# Thread: How do non right angle triangles differ from right angle triangles

1. ## How do non right angle triangles differ from right angle triangles

I'm trying to solve what seems to be a basic triangle question but I keep getting strange results.

So I did $x1 = \frac{8}{\tan 14} = 32$

Then I did $a1 = \frac{8}{32} = 14$

Subsequently $x2 = 32^2+8^2 = 1088 \sqrt{1088} = 33$

So now I can say angle $a2 = 152$

Making the final triangle look like this

I don't think it is correct though, I'm trying to use SohCahToa to solve this problem :/ Please help

2. ## Re: How do non right angle triangles differ from right angle triangles

Originally Posted by uperkurk
I'm trying to solve what seems to be a basic triangle question but I keep getting strange results.

What are you asked to do?
What do you know about the unknowns in the figure?

And NO you cannot apply trigonometric function here unless there is much more information that you have given us.

3. ## Re: How do non right angle triangles differ from right angle triangles

Sorry I should have been a little more descriptive, I have to figure out what the unknowns are, as in x1, x2, a1 and a2. I can easily do it if I make it a right angled triangle, but for some reason this irregular triangle follows different rules?

4. ## Re: How do non right angle triangles differ from right angle triangles

Originally Posted by uperkurk
Sorry I should have been a little more descriptive, I have to figure out what the unknowns are, as in x1, x2, a1 and a2. I can easily do it if I make it a right angled triangle, but for some reason this irregular triangle follows different rules?
Well, from what you posted it impossible to do that.
If we know that the triangle is isosceles, then that would help.
But as is, nothing.

5. ## Re: How do non right angle triangles differ from right angle triangles

Well note to self, don't try to invent your own problems because they fail.

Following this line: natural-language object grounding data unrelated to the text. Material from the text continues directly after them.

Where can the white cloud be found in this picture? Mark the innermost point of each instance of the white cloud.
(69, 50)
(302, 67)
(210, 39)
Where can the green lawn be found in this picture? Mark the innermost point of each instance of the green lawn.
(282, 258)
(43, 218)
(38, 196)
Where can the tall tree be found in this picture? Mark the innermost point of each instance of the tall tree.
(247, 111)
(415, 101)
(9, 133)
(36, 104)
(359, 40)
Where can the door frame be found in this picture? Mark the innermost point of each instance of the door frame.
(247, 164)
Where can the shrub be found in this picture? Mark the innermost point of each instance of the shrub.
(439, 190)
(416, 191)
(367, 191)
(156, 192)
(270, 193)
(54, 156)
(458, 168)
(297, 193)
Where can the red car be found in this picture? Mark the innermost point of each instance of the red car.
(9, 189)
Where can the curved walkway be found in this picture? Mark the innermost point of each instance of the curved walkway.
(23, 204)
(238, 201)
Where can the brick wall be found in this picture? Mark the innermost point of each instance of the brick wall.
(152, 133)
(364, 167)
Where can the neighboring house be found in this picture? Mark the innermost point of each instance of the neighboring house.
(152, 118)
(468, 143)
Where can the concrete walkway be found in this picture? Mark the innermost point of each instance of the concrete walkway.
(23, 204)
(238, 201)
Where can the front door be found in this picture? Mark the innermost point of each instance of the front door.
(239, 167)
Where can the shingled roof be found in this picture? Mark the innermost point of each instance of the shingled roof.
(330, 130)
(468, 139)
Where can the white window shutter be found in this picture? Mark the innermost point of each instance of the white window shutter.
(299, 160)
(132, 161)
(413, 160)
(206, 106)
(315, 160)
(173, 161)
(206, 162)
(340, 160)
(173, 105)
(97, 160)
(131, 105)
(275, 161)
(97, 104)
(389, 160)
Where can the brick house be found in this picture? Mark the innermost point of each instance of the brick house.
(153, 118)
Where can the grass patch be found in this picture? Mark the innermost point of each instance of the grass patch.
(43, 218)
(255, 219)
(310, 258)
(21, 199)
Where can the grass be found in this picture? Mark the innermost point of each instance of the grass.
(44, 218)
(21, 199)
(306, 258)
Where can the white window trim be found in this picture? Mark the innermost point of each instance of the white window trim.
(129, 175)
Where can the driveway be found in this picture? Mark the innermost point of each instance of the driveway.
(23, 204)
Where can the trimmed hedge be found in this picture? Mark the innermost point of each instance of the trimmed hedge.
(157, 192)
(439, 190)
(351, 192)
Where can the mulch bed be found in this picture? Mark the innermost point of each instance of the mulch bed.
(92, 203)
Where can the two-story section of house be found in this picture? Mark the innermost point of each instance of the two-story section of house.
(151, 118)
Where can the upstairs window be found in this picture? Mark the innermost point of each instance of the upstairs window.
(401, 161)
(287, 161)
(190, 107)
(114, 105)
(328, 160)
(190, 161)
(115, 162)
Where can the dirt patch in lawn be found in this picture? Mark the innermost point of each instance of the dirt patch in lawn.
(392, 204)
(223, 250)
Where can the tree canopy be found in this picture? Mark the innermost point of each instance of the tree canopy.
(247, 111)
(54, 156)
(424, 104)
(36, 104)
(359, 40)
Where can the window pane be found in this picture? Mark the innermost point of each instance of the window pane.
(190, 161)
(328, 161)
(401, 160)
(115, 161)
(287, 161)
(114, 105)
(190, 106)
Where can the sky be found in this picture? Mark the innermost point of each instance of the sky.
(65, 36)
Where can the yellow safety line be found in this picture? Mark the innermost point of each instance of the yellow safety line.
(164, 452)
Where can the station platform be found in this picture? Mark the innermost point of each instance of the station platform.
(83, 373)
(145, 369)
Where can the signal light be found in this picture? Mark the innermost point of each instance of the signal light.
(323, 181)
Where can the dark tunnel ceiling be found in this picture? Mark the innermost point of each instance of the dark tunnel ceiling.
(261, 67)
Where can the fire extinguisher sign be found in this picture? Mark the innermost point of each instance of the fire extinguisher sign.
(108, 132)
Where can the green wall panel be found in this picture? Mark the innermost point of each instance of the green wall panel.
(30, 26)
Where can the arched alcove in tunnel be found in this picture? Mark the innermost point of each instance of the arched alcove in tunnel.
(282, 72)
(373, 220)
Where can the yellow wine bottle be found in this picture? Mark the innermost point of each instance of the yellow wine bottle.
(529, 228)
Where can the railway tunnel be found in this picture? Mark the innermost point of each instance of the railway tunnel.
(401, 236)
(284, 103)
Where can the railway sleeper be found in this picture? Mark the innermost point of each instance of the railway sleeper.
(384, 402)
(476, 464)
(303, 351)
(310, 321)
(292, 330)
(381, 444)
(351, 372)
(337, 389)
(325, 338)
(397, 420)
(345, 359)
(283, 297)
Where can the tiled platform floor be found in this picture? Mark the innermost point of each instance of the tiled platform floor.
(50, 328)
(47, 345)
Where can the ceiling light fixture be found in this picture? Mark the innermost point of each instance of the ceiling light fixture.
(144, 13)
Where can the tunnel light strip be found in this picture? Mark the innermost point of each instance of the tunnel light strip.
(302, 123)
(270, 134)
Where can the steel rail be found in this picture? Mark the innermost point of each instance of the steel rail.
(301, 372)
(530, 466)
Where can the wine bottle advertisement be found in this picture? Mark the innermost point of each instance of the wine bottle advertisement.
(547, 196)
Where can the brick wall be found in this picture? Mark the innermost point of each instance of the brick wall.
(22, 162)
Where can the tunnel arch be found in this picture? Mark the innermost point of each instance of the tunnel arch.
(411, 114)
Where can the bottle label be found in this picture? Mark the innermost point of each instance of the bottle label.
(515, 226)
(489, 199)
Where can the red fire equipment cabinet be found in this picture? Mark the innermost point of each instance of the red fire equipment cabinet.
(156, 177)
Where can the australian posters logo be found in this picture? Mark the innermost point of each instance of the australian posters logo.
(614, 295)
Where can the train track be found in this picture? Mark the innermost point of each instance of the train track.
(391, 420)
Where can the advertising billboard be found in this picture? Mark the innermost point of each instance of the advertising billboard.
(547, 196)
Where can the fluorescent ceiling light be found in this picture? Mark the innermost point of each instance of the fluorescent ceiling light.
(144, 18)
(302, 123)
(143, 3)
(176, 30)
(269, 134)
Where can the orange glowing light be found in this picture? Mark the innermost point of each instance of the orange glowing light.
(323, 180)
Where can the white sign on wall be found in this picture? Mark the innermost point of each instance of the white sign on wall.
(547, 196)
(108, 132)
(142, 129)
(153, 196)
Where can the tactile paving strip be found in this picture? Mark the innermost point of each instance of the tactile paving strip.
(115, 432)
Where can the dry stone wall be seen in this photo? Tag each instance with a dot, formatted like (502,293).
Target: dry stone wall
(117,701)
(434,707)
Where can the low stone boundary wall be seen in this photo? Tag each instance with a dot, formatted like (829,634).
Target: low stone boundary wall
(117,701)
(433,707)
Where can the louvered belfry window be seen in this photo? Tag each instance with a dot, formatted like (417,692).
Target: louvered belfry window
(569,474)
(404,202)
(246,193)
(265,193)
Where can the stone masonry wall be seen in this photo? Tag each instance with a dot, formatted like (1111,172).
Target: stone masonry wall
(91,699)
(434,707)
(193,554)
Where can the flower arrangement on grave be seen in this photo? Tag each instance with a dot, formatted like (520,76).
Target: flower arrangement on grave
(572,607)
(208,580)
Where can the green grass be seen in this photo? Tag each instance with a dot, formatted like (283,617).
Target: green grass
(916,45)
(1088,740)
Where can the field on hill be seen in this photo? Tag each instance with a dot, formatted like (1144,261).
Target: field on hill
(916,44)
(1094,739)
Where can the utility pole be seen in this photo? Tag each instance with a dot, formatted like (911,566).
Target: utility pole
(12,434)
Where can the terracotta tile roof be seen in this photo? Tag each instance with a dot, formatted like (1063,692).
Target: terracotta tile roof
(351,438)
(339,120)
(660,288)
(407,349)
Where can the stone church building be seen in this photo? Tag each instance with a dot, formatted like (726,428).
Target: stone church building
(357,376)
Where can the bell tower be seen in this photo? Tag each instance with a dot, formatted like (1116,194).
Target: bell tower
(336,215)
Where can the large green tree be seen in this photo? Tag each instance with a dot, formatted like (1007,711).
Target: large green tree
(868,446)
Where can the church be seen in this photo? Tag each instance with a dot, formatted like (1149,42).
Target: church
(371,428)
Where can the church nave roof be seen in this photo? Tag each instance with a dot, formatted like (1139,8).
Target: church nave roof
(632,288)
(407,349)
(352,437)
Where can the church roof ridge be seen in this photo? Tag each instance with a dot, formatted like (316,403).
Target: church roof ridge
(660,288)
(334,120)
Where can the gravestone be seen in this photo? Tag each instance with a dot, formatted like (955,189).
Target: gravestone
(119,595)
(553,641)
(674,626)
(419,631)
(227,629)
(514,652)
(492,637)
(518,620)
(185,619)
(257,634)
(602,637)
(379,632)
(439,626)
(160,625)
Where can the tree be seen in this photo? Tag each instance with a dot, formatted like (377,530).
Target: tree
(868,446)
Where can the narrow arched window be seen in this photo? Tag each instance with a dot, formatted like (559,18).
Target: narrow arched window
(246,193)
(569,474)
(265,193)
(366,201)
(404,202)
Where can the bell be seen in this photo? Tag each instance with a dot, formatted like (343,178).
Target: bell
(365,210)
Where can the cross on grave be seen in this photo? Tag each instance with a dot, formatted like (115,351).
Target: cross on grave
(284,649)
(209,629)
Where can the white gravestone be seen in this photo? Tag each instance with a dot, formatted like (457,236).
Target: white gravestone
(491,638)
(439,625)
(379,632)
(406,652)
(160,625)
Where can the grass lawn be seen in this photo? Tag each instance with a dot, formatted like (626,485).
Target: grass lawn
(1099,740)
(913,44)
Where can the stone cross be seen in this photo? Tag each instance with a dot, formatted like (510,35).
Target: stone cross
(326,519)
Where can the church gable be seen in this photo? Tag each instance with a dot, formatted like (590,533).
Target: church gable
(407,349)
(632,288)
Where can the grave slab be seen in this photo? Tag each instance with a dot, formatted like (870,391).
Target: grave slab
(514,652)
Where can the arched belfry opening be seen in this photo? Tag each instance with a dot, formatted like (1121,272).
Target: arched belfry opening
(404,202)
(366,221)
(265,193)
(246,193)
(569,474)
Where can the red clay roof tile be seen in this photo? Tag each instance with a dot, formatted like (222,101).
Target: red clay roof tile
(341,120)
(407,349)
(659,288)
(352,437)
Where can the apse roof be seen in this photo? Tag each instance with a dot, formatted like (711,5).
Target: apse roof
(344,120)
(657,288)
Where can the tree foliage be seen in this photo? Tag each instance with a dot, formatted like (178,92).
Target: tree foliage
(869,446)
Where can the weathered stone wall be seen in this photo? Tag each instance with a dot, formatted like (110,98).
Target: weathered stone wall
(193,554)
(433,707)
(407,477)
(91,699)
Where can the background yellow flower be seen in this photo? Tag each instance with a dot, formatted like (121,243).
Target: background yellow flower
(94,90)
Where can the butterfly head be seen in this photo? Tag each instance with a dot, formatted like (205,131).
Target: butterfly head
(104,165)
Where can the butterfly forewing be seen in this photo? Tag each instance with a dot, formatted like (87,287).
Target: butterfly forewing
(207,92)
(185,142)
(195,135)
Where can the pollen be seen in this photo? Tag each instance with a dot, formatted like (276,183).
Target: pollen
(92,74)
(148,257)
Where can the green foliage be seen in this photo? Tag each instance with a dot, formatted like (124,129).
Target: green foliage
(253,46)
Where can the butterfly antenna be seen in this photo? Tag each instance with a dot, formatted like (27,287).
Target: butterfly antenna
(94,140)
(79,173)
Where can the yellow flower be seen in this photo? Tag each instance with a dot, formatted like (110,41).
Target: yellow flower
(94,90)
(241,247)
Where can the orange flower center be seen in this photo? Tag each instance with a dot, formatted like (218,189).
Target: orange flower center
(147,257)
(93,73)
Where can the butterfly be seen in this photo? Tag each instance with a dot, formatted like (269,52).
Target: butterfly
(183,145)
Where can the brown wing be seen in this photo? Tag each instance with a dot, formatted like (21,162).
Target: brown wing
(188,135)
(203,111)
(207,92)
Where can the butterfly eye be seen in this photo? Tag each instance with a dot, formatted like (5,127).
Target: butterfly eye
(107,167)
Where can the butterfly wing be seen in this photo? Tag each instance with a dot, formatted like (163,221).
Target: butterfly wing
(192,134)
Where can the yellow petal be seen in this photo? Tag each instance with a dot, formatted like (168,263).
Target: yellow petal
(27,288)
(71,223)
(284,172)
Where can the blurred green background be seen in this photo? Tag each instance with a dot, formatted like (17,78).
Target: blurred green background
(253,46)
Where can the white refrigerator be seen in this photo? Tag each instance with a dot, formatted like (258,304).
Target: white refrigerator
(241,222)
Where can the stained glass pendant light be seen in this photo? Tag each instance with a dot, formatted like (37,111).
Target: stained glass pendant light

Lol thanks anyway.

6. ## Re: How do non right angle triangles differ from right angle triangles

You should remember, from geometry, such "congurence" theorems as "SSS", "SAS", "ASA", etc. Generally, if three parts of two triangles are the same then the two triangles are congruent. For others (and even three may not be enough- there is no "ASS" congruence theorem!) there may be non-congruent triangles with the same information, so you cannot calculate the size of the other parts from two parts of a triangle.